Presse Féminine : -2,7 %

Il faut désormais compter avec eux : en 2005, les plus fortes progressions ont été enregistrées du côté de la presse people (+5,80%). L'hebdomadaire du groupe Hachette Filipacchi Médias, Public, confirme son fulgurant succès avec une diffusion en hausse de... 31,37 %, soit l'une des dix plus fortes hausses du millésime 2005. Quant à son concurrent du groupe Emap, Closer, lancé en fanfare l'été dernier, il est désormais bien installé, avec 399 589exemplaires France payés. Le vétéran Voici (Prisma Presse) reste leader, avec 483 432 exemplaires, mais sa diffusion est en repli (-3,09 %).

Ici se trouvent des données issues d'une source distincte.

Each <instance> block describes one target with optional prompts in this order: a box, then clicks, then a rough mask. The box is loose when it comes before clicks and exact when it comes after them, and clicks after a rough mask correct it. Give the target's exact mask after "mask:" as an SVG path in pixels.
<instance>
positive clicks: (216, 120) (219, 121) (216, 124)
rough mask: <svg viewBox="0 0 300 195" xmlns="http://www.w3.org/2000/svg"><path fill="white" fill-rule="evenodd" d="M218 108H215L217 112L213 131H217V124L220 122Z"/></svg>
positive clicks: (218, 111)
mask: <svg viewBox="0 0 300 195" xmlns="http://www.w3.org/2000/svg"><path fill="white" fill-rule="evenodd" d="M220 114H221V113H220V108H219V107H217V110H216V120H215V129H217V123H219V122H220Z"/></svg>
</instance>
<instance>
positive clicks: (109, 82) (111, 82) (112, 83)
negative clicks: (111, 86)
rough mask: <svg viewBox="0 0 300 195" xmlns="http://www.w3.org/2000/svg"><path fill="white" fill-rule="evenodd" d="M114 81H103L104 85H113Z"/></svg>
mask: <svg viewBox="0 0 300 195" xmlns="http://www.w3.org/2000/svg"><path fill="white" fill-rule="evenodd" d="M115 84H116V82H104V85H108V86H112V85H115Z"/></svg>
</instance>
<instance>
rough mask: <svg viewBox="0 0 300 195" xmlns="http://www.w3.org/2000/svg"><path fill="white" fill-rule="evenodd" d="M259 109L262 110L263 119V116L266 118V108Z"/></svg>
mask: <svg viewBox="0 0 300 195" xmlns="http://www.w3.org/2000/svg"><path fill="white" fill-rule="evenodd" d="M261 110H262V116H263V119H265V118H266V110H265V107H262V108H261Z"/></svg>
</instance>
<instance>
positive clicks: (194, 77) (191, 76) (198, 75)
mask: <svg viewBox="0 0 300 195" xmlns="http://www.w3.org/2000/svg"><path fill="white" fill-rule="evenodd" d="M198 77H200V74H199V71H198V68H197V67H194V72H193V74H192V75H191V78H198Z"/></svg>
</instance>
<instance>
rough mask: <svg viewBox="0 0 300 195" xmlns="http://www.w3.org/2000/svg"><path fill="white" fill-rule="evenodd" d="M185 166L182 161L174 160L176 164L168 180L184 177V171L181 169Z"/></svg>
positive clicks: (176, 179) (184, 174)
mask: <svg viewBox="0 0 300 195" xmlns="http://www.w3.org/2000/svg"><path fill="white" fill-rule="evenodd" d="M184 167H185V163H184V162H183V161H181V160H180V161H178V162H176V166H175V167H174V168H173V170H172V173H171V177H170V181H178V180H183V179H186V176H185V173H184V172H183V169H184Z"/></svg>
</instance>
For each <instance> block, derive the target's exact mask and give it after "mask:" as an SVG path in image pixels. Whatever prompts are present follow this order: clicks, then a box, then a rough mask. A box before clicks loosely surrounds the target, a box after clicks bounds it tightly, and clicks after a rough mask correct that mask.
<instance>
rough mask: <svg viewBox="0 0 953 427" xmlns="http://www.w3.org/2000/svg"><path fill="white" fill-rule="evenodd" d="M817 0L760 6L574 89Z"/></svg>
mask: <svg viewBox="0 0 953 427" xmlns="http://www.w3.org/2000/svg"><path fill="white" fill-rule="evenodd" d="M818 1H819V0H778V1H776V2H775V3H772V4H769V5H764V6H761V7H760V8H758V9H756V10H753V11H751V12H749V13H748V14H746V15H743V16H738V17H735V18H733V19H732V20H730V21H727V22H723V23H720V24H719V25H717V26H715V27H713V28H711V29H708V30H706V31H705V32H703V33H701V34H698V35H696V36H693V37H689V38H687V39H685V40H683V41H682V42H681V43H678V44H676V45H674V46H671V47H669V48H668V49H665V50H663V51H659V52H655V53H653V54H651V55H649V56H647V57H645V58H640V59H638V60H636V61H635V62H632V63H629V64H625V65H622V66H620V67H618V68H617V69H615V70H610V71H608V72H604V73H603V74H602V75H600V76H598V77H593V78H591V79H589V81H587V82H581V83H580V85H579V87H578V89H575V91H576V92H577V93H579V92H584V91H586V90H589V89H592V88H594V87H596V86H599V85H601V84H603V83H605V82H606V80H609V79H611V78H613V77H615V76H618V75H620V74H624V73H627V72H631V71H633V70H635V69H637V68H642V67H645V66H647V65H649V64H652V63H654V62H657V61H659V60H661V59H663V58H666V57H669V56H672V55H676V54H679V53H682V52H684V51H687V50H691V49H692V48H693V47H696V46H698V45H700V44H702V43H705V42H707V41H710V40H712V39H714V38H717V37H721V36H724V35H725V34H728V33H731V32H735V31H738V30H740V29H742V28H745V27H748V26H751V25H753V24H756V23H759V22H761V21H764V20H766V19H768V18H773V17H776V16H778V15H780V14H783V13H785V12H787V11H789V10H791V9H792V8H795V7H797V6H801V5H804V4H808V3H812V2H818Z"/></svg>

Dans la famille des féminins classiques, Psychologies magazine n'en finit pas de séduire les lectrices, avec +10,68 %, à près de 325 000 ex., tandis que Biba (Emap), qui a lancé une nouvelle formule en 2004, a réussi son pari : +16,51 %. Et signe l'une des plus fortes hausses en volume enregistrées en 2005 par l'OJD. Dans un univers plus mode, Jalouse (Éditions Jalou), un titre qui a notamment fait parler de lui en offrant un « sex toy » à ses lectrices, voit sa diffusion France payée bondir de 24,06 %, figurant aussi dans le classement des plus fortes hausses, en pourcentage. Au global, les féminins accusent un recul de 2,70 % entre 2004 et 2005. Mais cette presse continue de tenter les éditeurs : de nombreux lancements sont dans les cartons, dont celui, très attendu, d'Axel Ganz, ancien patron de Prisma Presse, d'un titre haut de gamme cet été.

Presse décoration : -3,7 %

Le cocooning aurait-il vécu ? En 2005, la presse de la maison, de la décoration, du bricolage et du jardin, affiche une diffusion France payée globale en baisse de 3,71 %. Cette famille, en plein développement en 2002, baisse depuis légèrement chaque année. Pourtant, le secteur déco est pléthorique, avec pour leaders des titres comme Art&Décoration (Éditions Massin, 273 196 ex., -12,67 %), Détente jardin (Uni-Editions, 243 274 ex., +8,99 %) et Maison créative (Uni-Éditions, 229 094 ex., +9,11 %). Cette famille de presse n'en finit pas de s'agrandir, avec des lancements comme Home magazine, un bimestriel grand public consacré à l'actualité high-tech dans la maison (Oracom), ou encore Esprit déco (Éditions Massin).